Received 20 April 2014; Revised 27 June 2014; Accepted 27 June 2014; Published 5 August 2014

Academic Editor: Shen Yin

Copyright © 2014 Yuanchang Zhong et al. This is an open access article distributed under the Creative Commons Attribution License, which permits unrestricted use, distribution, and reproduction in any medium, provided the original work is properly cited.

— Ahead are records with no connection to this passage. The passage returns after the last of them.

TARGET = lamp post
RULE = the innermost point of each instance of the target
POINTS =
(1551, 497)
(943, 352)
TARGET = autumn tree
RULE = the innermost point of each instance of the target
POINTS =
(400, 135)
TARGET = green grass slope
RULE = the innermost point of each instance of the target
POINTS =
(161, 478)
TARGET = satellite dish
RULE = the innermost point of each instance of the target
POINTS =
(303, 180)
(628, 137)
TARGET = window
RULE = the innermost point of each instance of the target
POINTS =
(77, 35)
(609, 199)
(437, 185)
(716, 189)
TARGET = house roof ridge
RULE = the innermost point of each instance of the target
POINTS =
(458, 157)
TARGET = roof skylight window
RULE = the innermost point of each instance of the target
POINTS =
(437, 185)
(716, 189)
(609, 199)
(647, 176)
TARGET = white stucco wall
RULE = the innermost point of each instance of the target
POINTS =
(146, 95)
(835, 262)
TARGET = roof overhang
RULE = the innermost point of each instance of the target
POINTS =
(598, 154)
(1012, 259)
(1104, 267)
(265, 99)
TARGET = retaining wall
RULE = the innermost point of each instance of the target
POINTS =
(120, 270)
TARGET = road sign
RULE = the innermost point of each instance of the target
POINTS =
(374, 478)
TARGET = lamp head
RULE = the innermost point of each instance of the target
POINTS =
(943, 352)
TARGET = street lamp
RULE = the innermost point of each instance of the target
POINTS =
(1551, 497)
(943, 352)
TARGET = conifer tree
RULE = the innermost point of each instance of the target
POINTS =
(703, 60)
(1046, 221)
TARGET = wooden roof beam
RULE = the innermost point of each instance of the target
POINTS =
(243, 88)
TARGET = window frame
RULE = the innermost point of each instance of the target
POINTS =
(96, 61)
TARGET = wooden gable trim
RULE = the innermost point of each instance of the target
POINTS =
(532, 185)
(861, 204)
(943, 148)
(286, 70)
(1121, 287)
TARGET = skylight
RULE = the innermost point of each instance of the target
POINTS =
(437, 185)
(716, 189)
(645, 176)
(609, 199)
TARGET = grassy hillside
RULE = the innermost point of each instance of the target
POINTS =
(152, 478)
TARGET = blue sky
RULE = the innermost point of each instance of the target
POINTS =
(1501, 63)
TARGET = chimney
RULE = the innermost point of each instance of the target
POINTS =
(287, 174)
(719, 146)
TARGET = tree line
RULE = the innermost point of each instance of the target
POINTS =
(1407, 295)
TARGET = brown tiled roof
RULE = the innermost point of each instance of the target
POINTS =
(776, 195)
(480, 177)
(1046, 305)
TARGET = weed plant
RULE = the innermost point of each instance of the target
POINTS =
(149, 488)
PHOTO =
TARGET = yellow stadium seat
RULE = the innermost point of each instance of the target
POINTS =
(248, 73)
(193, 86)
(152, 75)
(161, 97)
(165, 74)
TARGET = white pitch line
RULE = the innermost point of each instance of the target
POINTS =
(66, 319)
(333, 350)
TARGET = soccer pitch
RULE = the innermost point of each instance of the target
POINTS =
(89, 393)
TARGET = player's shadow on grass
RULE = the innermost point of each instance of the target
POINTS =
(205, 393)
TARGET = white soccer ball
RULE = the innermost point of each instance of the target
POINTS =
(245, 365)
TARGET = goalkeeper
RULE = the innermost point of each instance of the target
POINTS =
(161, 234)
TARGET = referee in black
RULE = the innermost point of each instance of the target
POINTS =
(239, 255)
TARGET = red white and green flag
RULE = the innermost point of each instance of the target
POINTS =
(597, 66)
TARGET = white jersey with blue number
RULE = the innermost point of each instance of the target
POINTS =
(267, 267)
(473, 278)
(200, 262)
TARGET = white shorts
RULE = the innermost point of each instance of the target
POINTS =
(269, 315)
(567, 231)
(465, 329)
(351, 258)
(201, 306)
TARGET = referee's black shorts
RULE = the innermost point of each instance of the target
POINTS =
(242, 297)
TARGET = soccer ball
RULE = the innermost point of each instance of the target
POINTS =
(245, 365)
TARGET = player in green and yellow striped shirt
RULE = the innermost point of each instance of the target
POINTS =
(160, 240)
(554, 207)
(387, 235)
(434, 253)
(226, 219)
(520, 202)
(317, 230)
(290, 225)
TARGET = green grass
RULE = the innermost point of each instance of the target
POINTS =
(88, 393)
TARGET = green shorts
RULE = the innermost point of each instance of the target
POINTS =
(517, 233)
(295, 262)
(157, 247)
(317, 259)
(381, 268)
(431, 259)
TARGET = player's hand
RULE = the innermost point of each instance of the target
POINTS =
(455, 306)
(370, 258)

Owing to the increase and the complexity of data caused by the uncertain environment, the water environment monitoring system in Three Gorges Reservoir Area faces much pressure in data handling. In order to identify the water quality quickly and effectively, this paper presents a new big data processing algorithm for water quality analysis. The algorithm has adopted a fast fuzzy C-means clustering algorithm to analyze water environment monitoring data. The fast clustering algorithm is based on fuzzy C-means clustering algorithm and hard C-means clustering algorithm. And the result of hard clustering is utilized to guide the initial value of fuzzy clustering. The new clustering algorithm can speed up the rate of convergence. With the analysis of fast clustering, we can identify the quality of water samples. Both the theoretical and simulated results show that the algorithm can quickly and efficiently analyze the water quality in the Three Gorges Reservoir Area, which significantly improves the efficiency of big data processing. What is more, our proposed processing algorithm provides a reliable scientific basis for water pollution control in the Three Gorges Reservoir Area.